Figure S3 BiFC analysis between GmSNAP18, GmSHMT08, and GmPR08‐Bet VI from Forrest and Essex.

Figure S4 Haplotype analysis of the soybean PI, Elite, and cultivars used for SCN screening.

Figure S5 Identification of the GmPR08‐Bet VI by mass spectrometry.

Figure S6 Immunoprecipitation of the GmPR08‐Bet VI protein by GmSHMT08.

Figure S7 Cell‐death and necrosis symptoms intensified in N. benthamiana when the three GmSNAP18, GmSHMT08, and GmPR08‐Bet VI genes were co‐agroinfiltrated.

Figure S8 Comparative analysis of the conserved Cytokinin (zeatin) binding site residues at the GmPR08‐Bet VI from Glycine max, MbPR10 (2FLH) from Mung bean, and YlPR10 (2QIM) from Yellow lupine.

Figure S9 GmPR08‐Bet VI haplotype clustering and correlation with SCN female index in sequenced soybean lines.

Figure S10 Negative controls of the BiFC analysis.

Figure S11 Expression analysis of components of the SA signaling pathway reveals that all tested genes are co‐regulated in root cells undergoing nematode infection.

Figure S12 Expression analysis of the GmPR08‐Bet VI, GmSNAP18, and GmSHMT08 under exogenous SA and CKs treatments.

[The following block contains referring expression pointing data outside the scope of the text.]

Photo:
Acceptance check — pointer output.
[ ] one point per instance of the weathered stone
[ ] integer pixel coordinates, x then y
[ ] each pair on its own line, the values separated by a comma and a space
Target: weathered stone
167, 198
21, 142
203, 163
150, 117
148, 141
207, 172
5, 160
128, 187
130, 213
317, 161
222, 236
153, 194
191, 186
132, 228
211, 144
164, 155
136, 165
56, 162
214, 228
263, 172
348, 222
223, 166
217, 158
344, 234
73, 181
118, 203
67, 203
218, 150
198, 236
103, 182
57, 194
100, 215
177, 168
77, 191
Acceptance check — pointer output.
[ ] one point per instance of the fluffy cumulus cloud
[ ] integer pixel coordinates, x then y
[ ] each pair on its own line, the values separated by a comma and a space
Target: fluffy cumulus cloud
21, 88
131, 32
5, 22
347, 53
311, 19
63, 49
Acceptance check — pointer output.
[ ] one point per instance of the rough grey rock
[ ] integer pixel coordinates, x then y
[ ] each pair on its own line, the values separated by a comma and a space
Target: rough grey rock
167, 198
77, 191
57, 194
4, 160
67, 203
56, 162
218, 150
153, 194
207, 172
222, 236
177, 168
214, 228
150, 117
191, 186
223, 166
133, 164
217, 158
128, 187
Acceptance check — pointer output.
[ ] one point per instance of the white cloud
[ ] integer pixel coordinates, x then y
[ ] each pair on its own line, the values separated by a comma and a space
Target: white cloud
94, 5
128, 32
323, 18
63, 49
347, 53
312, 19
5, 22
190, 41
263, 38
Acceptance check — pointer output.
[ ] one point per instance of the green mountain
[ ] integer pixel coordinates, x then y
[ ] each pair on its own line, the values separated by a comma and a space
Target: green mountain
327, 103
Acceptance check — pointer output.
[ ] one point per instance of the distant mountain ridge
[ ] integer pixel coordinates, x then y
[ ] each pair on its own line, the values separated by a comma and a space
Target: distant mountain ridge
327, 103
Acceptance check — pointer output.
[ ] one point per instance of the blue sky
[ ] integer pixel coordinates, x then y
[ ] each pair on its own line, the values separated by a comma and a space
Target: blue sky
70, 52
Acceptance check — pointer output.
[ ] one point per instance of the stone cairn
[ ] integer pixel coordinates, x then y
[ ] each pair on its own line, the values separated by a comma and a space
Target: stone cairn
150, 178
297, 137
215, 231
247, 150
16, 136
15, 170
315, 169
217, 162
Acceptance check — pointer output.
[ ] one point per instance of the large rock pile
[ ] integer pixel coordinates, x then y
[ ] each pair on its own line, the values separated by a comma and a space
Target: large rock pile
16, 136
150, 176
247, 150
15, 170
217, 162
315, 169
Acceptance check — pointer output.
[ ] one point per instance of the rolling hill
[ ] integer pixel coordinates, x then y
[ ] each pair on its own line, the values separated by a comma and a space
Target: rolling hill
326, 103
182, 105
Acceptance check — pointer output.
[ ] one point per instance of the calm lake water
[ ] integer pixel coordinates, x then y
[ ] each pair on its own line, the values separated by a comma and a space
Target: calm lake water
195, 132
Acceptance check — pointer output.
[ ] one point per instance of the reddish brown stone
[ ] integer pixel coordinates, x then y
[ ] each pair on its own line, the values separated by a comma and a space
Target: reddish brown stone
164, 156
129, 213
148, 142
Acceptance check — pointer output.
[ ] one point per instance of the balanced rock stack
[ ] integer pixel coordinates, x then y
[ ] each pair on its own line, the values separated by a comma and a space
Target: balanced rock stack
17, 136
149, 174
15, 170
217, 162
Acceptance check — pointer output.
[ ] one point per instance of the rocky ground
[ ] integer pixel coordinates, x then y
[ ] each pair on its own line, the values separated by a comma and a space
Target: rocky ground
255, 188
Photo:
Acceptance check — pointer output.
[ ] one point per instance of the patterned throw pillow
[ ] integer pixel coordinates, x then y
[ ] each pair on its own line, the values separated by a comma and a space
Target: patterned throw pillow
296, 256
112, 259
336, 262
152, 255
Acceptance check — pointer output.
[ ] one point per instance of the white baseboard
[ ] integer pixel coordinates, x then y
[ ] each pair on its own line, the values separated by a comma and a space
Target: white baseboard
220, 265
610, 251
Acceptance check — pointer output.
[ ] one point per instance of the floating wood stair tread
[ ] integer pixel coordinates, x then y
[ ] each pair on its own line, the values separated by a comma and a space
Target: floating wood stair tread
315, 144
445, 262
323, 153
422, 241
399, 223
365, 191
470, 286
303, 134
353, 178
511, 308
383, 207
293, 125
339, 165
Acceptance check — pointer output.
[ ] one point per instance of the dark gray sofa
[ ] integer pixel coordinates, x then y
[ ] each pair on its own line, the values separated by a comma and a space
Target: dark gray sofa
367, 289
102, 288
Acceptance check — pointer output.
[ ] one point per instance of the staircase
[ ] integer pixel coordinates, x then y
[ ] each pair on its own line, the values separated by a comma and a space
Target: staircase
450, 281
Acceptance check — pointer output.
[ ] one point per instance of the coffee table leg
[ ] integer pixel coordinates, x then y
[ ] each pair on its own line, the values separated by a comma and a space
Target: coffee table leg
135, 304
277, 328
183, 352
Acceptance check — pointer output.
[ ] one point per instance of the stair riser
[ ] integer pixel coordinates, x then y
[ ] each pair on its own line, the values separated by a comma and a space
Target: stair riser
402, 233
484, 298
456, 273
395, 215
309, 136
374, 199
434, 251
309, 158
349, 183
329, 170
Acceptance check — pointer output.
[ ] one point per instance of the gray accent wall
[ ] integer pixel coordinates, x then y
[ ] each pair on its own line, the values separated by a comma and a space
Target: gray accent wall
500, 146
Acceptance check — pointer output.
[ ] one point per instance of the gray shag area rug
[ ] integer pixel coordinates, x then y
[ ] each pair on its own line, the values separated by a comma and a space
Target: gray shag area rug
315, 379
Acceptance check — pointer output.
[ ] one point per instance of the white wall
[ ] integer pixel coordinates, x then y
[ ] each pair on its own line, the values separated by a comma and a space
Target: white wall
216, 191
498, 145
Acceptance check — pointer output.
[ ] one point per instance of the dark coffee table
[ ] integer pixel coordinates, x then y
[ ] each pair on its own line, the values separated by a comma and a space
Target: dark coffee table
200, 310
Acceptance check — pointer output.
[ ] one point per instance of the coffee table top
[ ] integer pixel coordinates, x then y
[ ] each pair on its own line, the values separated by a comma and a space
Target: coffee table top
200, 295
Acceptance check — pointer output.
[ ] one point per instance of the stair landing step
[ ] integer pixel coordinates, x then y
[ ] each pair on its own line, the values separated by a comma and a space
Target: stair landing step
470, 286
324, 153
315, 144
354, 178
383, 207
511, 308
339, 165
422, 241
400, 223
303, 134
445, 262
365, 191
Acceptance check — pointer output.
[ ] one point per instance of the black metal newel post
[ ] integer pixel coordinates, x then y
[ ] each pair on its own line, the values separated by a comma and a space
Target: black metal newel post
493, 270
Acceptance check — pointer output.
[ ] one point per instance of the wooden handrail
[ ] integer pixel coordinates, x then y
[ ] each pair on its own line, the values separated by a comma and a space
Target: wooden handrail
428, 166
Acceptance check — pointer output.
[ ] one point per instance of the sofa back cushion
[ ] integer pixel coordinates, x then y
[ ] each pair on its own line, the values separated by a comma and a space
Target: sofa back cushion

Figure S13 Expression analysis of the (A) GmNPR1.2‐09, (B) GmTGA2‐13, and (C) GmARR03 genes under exogenous SA and CKs treatments.

Figure S14 Physical positions corresponding to GmPR08‐Bet VI and the two identified SCN QTLs at chromosome 08 are shown.

Figure S15 In vivo assays of GmSNAP18 recombinant protein in E. coli, Antibody Anti‐GmSNAP18 production in Rabbit and confirming the specificity of custom‐generated anti‐GmSNAP18 antibodies.

Figure S16 In vivo assays confirming the specificity of custom‐generated anti‐GmSNAP18 antibodies in Soybean.

Table S1 Genotypes of the soybean lines used for expression analysis and SCN screening.

Table S2 The primers used for genotyping, sequencing, subcloning, qRT‐PCR, and in situ analysis.

Appendices S1 Peptide Report LC‐MS.

Appendices S2‐S10 All coding sequences, inserts sizes, vectors and restriction enzyme sites used for cloning (for BiFC analysis and gene overexpression).

Lakhssassi, N. , Piya, S. , Bekal, S. , Liu, S. , Zhou, Z. , Bergounioux, C. , Miao, L. , Meksem, J. , Lakhssassi, A. , Jones, K. , Kassem, M. A. , Benhamed, M. , Bendahmane, A. , Lambert, K. , Boualem, A. , Hewezi, T. and Meksem, K. (2020) A pathogenesis‐related protein GmPR08‐Bet VI promotes a molecular interaction between the GmSHMT08 and GmSNAP18 in resistance to Heterodera glycines . Plant Biotechnol. J., 10.1111/pbi.13343

Data availability statement

The developed cross between the resistant Forrest (+) and the susceptible Essex (−) using both recombinant inbred lines (RILs) and near‐isogenic lines (NILs) seeds, in addition to the soybean EMS mutants, are property of Southern Illinois University (SIU). Access to the germplasm and mutants is subject to a material transfer agreement (MTA).